Open snej opened 8 years ago
SQLite's FTS comes with a pretty basic tokenizer that doesn't handle stop-words or stemming. We've been using the fts3-unicodesn
library for that, which incorporates Snowball stemmers for a dozen languages, plus a custom list of stop-words.
It would be good to make this pluggable, so we can use OS facilities instead. For example, the Cocoa Foundation framework has classes for doing tokenization and stemming, which I believe support many more languages, including Asian ones which are very difficult to work with.
Here are some performance comparisons between SQLite, a couple of flavors of Lucene, and one I hadn't heard of called Tracker. SQLite and CLucene are roughly equivalent, and since SQLite's effective code size is nearly zero, it seems like the best choice.
There's also Xapian, which has a nice feature set.
the Cocoa Foundation framework has classes for doing tokenization and stemming, which I believe support many more languages, including Asian ones which are very difficult to work with.
This would be amazing to have as I have a lot of Asian customers.
I'm very interested in this feature, since I'm using couchbase with ForestDB and currently word-prefix matching is not supported. Is there any time frame for implementing this feature?
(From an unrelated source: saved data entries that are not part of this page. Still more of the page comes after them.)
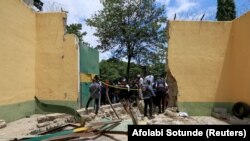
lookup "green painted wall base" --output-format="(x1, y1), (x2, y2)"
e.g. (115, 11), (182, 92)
(34, 100), (78, 114)
(0, 101), (35, 122)
(0, 100), (77, 123)
(0, 100), (238, 122)
(178, 102), (234, 116)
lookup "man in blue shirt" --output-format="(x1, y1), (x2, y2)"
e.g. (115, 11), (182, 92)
(86, 75), (101, 115)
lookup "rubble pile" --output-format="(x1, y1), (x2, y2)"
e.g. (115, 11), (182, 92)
(30, 113), (75, 134)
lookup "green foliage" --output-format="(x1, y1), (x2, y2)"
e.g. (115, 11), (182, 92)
(216, 0), (236, 21)
(99, 59), (165, 82)
(86, 0), (167, 80)
(34, 0), (43, 11)
(66, 23), (87, 42)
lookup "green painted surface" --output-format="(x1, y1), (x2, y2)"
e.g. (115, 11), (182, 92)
(35, 97), (81, 121)
(80, 82), (91, 108)
(79, 43), (99, 108)
(0, 100), (78, 122)
(178, 102), (234, 116)
(79, 43), (99, 74)
(100, 120), (133, 132)
(0, 101), (35, 122)
(34, 100), (78, 114)
(26, 130), (73, 141)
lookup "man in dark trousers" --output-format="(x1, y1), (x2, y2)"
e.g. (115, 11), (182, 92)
(86, 75), (101, 115)
(155, 76), (168, 114)
(142, 80), (156, 119)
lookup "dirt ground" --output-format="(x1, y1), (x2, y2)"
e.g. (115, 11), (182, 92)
(0, 113), (228, 141)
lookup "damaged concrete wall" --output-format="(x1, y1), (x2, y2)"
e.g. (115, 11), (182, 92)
(36, 13), (78, 105)
(168, 12), (250, 115)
No, it's not on our roadmap so far. Of course I'd be happy to advise & assist someone else who wanted to work on it…
@lucatorella Word-prefix matching is the only reason why I haven't switched to ForestDB just yet.
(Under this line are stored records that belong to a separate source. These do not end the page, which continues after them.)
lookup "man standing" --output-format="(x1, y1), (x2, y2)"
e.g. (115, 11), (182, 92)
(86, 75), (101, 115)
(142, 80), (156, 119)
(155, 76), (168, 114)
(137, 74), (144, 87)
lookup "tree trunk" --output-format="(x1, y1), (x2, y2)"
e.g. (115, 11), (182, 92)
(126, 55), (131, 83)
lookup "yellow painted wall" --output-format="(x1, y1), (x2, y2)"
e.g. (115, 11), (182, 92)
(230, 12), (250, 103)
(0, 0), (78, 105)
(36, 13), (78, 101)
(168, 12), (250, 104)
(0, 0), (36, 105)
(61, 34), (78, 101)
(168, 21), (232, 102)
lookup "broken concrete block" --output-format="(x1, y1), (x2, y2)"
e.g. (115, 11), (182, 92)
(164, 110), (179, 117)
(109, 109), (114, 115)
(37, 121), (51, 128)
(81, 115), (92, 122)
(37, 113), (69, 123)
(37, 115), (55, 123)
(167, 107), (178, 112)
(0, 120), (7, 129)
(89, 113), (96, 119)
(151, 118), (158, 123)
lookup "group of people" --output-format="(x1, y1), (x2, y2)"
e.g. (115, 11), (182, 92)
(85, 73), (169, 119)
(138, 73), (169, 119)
The full-text search implementation in CBForest is pretty basic. It doesn't have any fancy query features like boolean operators or even word-prefix matching, and it's not very fast. The best way to improve it is probably to replace it with an existing already-proven implementation.
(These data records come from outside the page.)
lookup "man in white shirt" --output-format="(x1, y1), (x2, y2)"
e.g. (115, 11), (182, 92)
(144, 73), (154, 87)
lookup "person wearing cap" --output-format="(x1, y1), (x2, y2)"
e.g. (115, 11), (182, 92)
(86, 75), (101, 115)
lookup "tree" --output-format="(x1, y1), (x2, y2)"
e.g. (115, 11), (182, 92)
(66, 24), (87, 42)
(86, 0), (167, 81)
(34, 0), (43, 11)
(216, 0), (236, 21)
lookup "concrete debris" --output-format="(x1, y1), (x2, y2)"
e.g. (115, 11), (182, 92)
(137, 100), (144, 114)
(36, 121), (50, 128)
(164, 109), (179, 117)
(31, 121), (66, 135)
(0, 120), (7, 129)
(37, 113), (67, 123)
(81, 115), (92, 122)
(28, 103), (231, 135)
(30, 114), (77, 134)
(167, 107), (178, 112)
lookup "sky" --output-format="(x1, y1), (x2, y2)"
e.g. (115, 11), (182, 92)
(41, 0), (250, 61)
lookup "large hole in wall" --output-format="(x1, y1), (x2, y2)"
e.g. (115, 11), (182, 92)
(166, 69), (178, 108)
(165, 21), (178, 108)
The best choice, ironically, is SQLite. Its FTS4 is pretty good, and is what Couchbase Lite already uses with the default SQLite storage engine. It basically comes for free on iOS/Mac/Android.
Another alternative is CLucene, a C++ port of Lucene. It's rather a lot of code though (about 80,000 lines of C++.)
The result would be that the FTS storage for a view wouldn't be stored in ForestDB but in the external database used by the FTS library. The CBForest API would need to make this transparent so clients can use the same API for queries.